Her expression softened, and he knew he’d said the right thing. ‘Very good. My mother died when I was a child. I’ve no other kith or kin. Go on.’

But Cameron shook his head. ‘I’ll quit while I’m ahead, if you don’t mind. Aside from guessing your age, which I’d say was three or four and twenty…’

‘I’m twenty-five.’

‘There, you see, I should have held my tongue. As to this new life of yours, that you’re excited about and afraid of in equal parts, all I can say is that it must be something like yourself—unconventional—and nothing so predictable as a post as a governess or a teacher. Unless you’ve found an institution which accepts female mathematicians?’

‘I did not even attempt to look. Aside from the fact that few men believe women capable of understanding even the most rudimentary forms of logic, I do not have any formal qualifications. Being a female. It is a vicious circle.’

‘Aye, I can see that it is.’

‘I’ll tell you the truth,’ Kirstin said. ‘I’ve no complete idea myself of what this new life of mine will be, save that it will be, as you said, unconventional. You are an excellent observer.’
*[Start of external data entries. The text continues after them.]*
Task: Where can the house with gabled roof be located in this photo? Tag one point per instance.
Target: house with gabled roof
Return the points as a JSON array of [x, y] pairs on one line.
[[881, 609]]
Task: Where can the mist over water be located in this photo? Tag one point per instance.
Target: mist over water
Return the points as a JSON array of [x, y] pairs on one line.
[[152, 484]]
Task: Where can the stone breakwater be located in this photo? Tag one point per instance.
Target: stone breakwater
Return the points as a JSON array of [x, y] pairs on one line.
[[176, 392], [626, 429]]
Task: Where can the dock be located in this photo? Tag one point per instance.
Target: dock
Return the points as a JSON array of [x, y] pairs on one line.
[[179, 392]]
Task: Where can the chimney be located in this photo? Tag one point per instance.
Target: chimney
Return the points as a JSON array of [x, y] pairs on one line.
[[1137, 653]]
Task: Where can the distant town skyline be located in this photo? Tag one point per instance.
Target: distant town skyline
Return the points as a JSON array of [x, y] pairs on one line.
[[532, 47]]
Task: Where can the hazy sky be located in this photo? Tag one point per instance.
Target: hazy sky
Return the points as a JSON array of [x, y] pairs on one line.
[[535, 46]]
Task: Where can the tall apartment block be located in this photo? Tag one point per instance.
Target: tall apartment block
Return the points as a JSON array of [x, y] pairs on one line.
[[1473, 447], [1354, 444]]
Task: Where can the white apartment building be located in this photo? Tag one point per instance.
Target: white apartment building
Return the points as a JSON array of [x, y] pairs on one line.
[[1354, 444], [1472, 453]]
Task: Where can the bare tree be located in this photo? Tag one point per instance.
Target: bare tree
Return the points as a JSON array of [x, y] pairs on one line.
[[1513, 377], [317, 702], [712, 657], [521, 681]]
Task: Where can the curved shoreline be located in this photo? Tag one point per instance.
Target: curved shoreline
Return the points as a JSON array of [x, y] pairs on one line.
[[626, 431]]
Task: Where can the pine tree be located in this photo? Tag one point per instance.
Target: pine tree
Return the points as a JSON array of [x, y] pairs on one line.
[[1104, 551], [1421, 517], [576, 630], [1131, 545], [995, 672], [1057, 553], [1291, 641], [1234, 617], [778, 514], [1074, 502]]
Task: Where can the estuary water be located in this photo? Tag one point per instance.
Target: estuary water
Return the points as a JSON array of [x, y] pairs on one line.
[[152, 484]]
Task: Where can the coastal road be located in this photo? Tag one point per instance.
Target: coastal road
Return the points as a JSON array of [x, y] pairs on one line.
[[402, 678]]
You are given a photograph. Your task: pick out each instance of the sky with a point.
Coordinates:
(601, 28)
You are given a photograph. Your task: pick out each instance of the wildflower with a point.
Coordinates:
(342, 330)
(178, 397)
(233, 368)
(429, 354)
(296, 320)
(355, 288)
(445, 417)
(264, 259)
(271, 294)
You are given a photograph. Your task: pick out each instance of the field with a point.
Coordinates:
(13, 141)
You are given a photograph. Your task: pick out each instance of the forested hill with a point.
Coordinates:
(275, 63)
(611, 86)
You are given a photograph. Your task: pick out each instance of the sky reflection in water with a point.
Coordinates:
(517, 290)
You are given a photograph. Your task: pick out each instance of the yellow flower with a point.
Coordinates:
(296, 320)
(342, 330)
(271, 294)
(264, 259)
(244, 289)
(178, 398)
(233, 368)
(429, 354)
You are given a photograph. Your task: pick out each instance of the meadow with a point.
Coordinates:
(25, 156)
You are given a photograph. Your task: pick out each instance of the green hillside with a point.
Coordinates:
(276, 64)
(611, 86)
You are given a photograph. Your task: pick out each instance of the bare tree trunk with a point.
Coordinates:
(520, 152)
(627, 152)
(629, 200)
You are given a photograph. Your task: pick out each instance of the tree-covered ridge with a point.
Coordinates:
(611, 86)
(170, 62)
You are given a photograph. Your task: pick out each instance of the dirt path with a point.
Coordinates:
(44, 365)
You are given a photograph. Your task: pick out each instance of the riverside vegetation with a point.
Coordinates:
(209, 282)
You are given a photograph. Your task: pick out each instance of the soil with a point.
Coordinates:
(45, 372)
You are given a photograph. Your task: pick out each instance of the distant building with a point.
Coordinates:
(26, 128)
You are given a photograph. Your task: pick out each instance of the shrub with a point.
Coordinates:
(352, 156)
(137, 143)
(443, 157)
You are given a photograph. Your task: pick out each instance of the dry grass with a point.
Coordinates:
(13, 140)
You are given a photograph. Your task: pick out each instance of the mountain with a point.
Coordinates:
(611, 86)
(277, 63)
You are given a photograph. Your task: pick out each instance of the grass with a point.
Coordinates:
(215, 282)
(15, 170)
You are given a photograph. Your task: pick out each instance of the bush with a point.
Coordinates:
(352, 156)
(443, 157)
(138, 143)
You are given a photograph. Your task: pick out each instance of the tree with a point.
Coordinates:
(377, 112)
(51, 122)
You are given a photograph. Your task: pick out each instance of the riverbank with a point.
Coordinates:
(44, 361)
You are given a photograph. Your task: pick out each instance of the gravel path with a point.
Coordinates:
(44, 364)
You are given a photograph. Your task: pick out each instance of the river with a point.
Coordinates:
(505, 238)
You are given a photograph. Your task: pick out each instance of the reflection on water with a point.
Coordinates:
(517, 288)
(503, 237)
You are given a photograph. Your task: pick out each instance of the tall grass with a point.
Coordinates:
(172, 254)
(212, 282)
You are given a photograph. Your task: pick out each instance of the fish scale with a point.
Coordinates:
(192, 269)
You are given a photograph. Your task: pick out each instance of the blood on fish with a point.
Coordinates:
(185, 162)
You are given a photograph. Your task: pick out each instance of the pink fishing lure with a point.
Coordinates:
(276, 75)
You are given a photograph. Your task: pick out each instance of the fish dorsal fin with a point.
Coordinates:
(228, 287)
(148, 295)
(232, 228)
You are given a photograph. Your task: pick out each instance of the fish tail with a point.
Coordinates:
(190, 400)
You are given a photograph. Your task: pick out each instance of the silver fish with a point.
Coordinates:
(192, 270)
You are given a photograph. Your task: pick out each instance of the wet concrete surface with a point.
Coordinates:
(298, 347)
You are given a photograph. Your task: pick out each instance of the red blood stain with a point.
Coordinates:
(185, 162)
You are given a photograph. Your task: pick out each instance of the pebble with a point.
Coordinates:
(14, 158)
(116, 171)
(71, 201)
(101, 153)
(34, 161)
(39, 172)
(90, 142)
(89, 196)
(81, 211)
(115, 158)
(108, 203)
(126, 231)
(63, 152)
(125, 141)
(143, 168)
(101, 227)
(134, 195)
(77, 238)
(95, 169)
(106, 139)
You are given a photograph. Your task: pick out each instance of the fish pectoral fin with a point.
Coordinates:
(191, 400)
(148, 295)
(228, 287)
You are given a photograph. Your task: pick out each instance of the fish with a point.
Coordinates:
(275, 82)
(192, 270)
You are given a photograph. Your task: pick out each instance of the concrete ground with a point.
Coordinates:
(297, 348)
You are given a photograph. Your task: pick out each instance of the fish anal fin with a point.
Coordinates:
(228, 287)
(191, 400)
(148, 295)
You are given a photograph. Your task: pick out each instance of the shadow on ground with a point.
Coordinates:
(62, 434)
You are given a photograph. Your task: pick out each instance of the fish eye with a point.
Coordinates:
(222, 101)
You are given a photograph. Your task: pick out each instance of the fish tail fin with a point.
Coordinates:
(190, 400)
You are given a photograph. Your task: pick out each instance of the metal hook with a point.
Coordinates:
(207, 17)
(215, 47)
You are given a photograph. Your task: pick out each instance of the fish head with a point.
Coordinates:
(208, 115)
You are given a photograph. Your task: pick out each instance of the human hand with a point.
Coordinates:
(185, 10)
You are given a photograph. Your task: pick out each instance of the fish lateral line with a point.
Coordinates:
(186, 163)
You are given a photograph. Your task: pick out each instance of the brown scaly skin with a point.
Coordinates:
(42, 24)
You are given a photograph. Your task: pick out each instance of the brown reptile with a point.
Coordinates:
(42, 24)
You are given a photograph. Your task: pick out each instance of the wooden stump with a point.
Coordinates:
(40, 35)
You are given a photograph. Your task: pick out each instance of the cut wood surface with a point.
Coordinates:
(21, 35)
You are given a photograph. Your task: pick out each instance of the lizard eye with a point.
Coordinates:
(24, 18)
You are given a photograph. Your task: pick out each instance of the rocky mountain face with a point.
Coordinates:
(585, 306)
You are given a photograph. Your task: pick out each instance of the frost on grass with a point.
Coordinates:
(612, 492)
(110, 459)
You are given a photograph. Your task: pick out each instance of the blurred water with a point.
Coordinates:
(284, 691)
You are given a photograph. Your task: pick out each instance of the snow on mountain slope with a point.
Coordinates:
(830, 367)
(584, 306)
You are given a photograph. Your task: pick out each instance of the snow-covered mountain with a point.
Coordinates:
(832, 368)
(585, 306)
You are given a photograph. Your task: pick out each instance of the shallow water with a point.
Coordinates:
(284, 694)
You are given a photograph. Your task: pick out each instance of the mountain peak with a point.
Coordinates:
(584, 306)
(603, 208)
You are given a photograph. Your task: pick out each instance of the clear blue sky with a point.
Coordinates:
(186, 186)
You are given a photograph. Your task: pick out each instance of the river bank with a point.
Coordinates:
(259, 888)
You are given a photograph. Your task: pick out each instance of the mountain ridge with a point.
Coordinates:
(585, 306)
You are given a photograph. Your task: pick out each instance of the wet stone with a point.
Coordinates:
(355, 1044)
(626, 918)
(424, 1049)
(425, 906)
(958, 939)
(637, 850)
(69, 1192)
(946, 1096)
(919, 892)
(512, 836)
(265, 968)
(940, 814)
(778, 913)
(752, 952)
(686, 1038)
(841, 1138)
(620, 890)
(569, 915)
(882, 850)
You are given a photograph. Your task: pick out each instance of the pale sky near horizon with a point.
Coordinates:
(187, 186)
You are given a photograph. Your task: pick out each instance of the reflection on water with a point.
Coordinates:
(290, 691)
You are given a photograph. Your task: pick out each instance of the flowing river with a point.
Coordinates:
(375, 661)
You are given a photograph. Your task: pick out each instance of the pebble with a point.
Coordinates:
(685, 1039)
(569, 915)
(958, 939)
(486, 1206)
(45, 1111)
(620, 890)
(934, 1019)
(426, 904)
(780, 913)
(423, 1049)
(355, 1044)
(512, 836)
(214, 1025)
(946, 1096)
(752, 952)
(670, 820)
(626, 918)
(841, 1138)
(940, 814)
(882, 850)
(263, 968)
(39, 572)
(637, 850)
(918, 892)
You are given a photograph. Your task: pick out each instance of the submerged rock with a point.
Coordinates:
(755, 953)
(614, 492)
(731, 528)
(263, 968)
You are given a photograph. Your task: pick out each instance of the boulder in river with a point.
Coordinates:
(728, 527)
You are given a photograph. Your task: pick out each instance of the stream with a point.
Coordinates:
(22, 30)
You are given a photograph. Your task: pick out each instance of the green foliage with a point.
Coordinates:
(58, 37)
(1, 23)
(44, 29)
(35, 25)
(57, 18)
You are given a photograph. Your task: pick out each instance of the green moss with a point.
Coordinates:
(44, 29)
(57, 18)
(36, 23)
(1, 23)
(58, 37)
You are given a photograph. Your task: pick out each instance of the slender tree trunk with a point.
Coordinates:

‘A high compliment, coming from one such as yourself.’

‘Are you teasing me?’

‘I wouldn’t dare.’

She laughed at that. ‘Beneath that very handsome exterior—and don’t pretend you don’t know how very handsome you are—there lurks a personality which could, I suspect, be very intimidating if you chose. I think you would dare almost anything, Cameron Dunbar.’

‘Do you now?’ he said, taken aback by this. ‘You don’t seem particularly intimidated, if I may say so.’

‘No, but that is because you have not tried to intimidate me, being in need of my company to distract you.’

‘And because I’ve taken a liking to you, let us not forget that. I’ve never met anyone like you.’

‘The feeling is entirely mutual.’

‘Do you believe in fate?’

‘It is not a logical concept.’

‘No, but sometimes we humans defy logic.’

Kirstin smiled at that. ‘You think it was fate which brought us together today?’

‘If it was mere chance, then it was a very fortunate one. I would not have liked to miss this opportunity to get to know you, however briefly.’

‘And you have,’ Kirstin said, ‘or do—know me, I mean—better than most of my acquaintance, even though we’ve barely met and are no sooner getting acquainted than we must part. It must be getting late.’